State and local governments also have issued pension obligation bonds to fund their public pensions with the understanding that they would be able to earn more on their investments, said Bart Mosley, co-president of Trident Municipal Research LLC.

“The basic problem that the market is looking at is that the causes of the pension-funding gap should be addressed before borrowing,” Mosley said. “The gap should stop getting bigger before you use borrowing to cover the gap.”

Natalie Cohen, a senior analyst at Wells Fargo, said the taxable Build America Bond program served as a “graduate school” for the corporate investor to learn about the municipal market.

BABs were created in 2009 as part of the American Recovery and Reinvestment Act but expired in 2010. Issuers received subsidy payments from the federal government equal to 35% of their interest costs.

At the end of 2010 there was a surge in taxable bond issuance as issuers rushed to take advantage of the BAB program before it expired. At the beginning of 2011, issuers were still allowed to refund BAB deals.

However, most such issues were noncallable, which helps explain the 5.8% decline in refunding in the first half of 2012. Refundings dropped to $3.45 billion with 226 deals from $3.66 billion with 83 deals during the same period last year.

“Without new issuance coming into the market from the BAB program, issuance will continue to dwindle,” Mosley said.

Five of the 10 muni sectors saw double-digit declines of taxable debt, according to Thomson Reuters. The biggest decline in taxable issuance was in health care, where it fell 69.1% to $106.4 million in 15 deals this year from $344.1 million and seven deals in the same period last year.

Issuance in the development sector was down 47.1% to $331.7 million in 19 offerings from $627.1 million and 45 deals. In the education sector, taxable bond issuance decreased 42.9% to $3.48 billion in 204 deals from $6.09 billion in 340 deals.

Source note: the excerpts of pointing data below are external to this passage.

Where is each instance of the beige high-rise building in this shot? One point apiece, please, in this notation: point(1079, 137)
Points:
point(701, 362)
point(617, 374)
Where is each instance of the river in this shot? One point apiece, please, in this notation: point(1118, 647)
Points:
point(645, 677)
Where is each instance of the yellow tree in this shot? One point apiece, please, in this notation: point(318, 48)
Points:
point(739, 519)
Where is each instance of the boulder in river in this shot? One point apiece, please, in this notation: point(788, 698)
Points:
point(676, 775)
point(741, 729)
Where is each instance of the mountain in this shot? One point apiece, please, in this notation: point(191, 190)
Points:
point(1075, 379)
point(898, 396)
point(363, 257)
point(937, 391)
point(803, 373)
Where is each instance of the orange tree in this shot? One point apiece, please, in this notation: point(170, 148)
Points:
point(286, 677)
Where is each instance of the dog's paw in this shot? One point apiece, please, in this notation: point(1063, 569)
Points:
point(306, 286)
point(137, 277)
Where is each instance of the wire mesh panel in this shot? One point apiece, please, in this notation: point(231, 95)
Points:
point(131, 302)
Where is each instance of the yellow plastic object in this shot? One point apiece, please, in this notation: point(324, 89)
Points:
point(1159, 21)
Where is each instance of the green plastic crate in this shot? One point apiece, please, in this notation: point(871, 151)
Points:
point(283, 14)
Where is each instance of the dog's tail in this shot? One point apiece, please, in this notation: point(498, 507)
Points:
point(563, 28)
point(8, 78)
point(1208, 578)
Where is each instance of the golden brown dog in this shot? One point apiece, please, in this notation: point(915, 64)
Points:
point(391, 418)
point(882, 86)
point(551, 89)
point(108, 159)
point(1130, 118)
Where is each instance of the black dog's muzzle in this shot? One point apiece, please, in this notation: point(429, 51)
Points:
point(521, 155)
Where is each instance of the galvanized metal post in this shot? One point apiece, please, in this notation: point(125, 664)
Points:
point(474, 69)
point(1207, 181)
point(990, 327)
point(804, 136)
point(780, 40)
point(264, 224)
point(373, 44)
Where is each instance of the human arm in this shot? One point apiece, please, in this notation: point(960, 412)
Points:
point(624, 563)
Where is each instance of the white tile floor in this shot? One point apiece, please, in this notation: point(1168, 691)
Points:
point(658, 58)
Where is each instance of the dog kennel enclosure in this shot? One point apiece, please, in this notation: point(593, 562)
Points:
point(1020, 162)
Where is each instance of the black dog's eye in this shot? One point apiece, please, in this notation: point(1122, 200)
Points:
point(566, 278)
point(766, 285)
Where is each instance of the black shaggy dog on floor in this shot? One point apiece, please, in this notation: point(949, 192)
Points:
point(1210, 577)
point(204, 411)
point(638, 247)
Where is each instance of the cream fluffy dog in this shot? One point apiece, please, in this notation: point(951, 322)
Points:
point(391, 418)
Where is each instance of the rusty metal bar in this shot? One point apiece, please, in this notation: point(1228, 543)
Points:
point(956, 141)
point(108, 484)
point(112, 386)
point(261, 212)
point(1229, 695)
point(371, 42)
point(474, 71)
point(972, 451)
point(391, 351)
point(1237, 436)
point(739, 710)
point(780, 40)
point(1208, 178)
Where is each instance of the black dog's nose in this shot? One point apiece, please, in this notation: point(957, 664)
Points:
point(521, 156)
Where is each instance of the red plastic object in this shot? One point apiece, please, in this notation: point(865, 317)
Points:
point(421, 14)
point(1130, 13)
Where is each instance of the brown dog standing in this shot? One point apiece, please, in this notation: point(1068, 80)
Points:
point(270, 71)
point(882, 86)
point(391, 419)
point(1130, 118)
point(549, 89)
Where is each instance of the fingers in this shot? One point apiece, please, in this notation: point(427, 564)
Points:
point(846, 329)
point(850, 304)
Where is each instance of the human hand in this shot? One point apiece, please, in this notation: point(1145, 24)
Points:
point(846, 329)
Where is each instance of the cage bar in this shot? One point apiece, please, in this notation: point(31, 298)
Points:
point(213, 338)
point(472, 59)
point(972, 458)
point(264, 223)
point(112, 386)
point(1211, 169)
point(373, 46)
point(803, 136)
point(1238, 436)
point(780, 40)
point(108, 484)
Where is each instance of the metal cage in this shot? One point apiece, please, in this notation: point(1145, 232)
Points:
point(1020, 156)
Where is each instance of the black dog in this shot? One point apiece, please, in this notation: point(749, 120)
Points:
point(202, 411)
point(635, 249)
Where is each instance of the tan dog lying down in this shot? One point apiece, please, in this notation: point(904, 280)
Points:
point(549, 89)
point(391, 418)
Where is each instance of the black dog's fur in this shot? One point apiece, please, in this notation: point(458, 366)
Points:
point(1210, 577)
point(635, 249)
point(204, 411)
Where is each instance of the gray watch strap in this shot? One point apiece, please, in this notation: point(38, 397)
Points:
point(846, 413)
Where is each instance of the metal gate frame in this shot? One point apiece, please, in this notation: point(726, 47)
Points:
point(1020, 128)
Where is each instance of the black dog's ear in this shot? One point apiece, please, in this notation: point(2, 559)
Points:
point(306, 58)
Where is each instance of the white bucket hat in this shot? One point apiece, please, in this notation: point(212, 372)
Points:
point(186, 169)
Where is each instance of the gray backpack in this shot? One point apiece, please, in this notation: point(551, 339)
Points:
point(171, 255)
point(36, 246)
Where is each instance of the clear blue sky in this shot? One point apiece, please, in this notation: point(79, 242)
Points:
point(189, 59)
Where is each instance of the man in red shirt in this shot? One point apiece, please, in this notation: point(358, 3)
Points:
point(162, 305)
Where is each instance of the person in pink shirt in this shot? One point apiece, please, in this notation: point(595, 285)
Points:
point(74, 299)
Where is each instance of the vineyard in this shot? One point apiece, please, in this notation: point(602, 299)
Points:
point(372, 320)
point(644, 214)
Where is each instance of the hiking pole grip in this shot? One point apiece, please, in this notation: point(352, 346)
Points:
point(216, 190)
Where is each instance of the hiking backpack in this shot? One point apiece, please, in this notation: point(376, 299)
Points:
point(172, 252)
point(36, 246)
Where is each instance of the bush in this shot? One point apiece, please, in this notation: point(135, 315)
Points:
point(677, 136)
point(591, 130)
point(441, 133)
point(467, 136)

“It makes sense that there is a drop in education because for a lot of issuers there is a certain amount of uncertainty about what enrollment and what funding is going to be,” Kozlik said. “It does make sense that there are certain issuers that might be holding off on issuing certain types of debt.”

Utilities saw the largest increase in taxable bond issuance, soaring 368.8% to $1.23 billion in 52 deals for the first six months of this year from $262.8 million in 19 deals over the same period last year.

Taxable bonds for public facilities followed with a 141.5% jump to $238.1 million in 20 issues, up from $98.6 million and 9 deals. In housing, issuance increased 79.3% to $423.7 million in 25 deals, up from $236.3 million and 17 deals.

Environmental facilities saw a marginal increase to $29.1 million from only one issue in the first half of 2012 compared with no deals the first half of the previous year.

State agencies, the largest issuers of taxable bonds by dollar amount, sold 32.9% less of the bonds in the first half of 2012, compared to the same period last year. Overall volume in the sector declined to $2.98 billion and 67 deals from $4.44 billion in 64 deals.

Taxable sales by states declined 68.5% to $1.38 billion via 19 deals from $4.38 billion and 12 deals. But issuance by cities and towns jumped 133% to $2.72 billion in 165 deals from $1.17 billion in 87 offerings.

Colleges and universities had the largest increase in taxable bond issuance among issuers, up 910.4% to $1.33 billion in 25 deals from $131.3 million and 12 deals in the first half of last year.